We understand that you, the security-conscious pipeline admin, may not wish to put secrets into pull-request builds, as a malicious pull-requester could expose those secrets without your consent, but still need those secrets as part of the main build. Screwdriver provides an additional flag on secrets, allowInPR (default: false), that is required to be enabled for a secret to be exposed.

Secrets may only be added, modified, or removed by people that are listed as admins of the Git repository associated with a given pipeline. People with “push” privileges may also fetch a list of secrets, but not the secret values.

Configuring a job to expose secrets

A list of allowed secrets are added to your pipeline configuration. Secret keys may only contain A-Z and underscore characters ( _ ) and must start with a letter.

In the below example, an NPM_TOKEN secret is added to the publish job:

publish:
    steps:
        - publish-npm: npm publish
    secrets:
        # Publishing to NPM
        - NPM_TOKEN

You may add secrets to any jobs you wish.

Secrets in pull-requests

For your own security, we don’t recommend exposing secrets to pull-request builds. Pull-request jobs can be created with modified screwdriver.yaml files including changes to the secrets configuration.
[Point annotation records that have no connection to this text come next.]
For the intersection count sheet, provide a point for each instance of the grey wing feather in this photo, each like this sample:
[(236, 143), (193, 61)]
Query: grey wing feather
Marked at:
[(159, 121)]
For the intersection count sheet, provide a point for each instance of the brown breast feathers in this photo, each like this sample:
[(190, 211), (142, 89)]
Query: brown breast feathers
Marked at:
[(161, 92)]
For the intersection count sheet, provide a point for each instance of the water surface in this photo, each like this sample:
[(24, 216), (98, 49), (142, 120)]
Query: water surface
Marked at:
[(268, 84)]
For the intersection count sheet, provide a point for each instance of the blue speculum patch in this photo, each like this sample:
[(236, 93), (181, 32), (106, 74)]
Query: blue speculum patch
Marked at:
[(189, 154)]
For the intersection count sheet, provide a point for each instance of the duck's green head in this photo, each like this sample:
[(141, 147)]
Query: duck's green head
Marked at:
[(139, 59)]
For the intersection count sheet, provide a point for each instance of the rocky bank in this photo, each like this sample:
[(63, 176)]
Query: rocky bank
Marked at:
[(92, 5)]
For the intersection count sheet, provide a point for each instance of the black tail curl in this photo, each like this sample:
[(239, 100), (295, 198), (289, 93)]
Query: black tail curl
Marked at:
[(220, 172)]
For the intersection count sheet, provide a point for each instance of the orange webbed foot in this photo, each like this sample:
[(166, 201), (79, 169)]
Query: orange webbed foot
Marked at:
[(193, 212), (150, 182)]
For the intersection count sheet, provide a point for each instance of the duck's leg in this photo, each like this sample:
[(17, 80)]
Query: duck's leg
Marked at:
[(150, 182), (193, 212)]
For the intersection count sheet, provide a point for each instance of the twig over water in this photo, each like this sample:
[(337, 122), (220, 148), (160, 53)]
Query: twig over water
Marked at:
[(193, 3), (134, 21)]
Pull-requests operate essentially as copies of the main job. The main job can be set up to use a secret, and does not expose that secret to pull-requests by default.

main:
    steps:
        - my-step: maybeDoSomethingWithASecret.sh
    secrets:
        - MY_SECRET

When a secret is created via the UI, or API, enabling allowInPR will cause that secret to be available to pull-request builds, if those secrets are also configured to be exposed in the main job.

User Interface

The easiest way to create a secret for your pipeline is via the Screwdriver UI. Secrets UI

Creating Secrets

Click on the Options tab in the pipeline page, then enter the key and value in the inputs in the grey box, and click the Add button. A checkbox is provided to allow you to enable allowInPR. You can also optionally toggle the eye icon in the Value box to see what you have entered.

Updating Secrets

A secret’s original value is never delivered to the UI, but values of secrets may be updated in the UI by adding a new value in the text field next to the appropriate key name and clicking the update button.

Deleting secrets

Individual secrets may be removed by clicking the Delete button.